Ante cualquier rumor de decadencia en su aspecto (recordemos que hace un año las demandas y deudas estaban a la orden del día) hay que decir que hoy en 2018 luce mejor y más guapo que nunca, y su principal activo, la voz, permanece intacto. Solo es que empiece a cantar su inabarcable repertorio de éxitos para que sea uno el que se quede sin respiración al presenciar  sus continuas subidas y bajadas de voz. Él creció en medio de una generación de artistas pop mexicanos que ni cantaban ni componían, una época en la que no había ni Julieta Venegas, ni Caifanes ni Café Tacvba a la vista, pero de él no podrá decirse que sea prefabricado, y por el contrario tiene una puesta en escena exigente que raya en el perfeccionismo y la super producción.

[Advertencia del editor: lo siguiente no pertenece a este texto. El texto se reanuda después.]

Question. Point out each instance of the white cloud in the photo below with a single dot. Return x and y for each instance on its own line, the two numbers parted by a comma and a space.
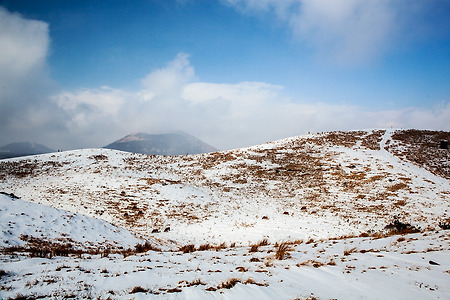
88, 106
170, 98
23, 46
169, 79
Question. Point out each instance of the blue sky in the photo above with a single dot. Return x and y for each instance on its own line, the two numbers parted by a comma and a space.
232, 72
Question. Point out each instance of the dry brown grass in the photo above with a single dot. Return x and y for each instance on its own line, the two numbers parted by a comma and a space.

En su concierto, Luis Miguel hace un repaso de los boleros y de sus primeras baladas, luego tira a matar con himnos como La incondicional, Entrégate o Hasta que me olvides. De nuevo boleros, pero ahora en el piano, la mayoría de su gran disco Romance. Se dio prisa porque sabía que dos horas y media no eran suficientes para cantarlo todo, así que incluyó varios medleys de esos que logran meter en diez minutos hasta cuatro canciones. Cuando uno pensaba que ya ha sido suficiente y espera en cualquier momento el desenlace de la noche, subió al escenario el Mariachi Vargas de Tecalitán (sí, él los puede pagar y llevar de gira) que por unos 40 minutos nos termina de dejar rematados. Sabes una cosa, Si nos dejan, No discutamos, La Bikina y Échame a mí la culpa, son algunas de las canciones que tocan. Valga aclarar que antes de la serie, su carta para regresar era el segundo álbum de rancheras que le da nombre al tour. Para el final dejó algunos de sus clásicos adolescentes como Ahora te puedes marchar, Decídete y Cuando calienta el sol. La cosa acabó con él tirando flores al público. A este punto las mujeres lo amaban y estaban rendidas a sus pies.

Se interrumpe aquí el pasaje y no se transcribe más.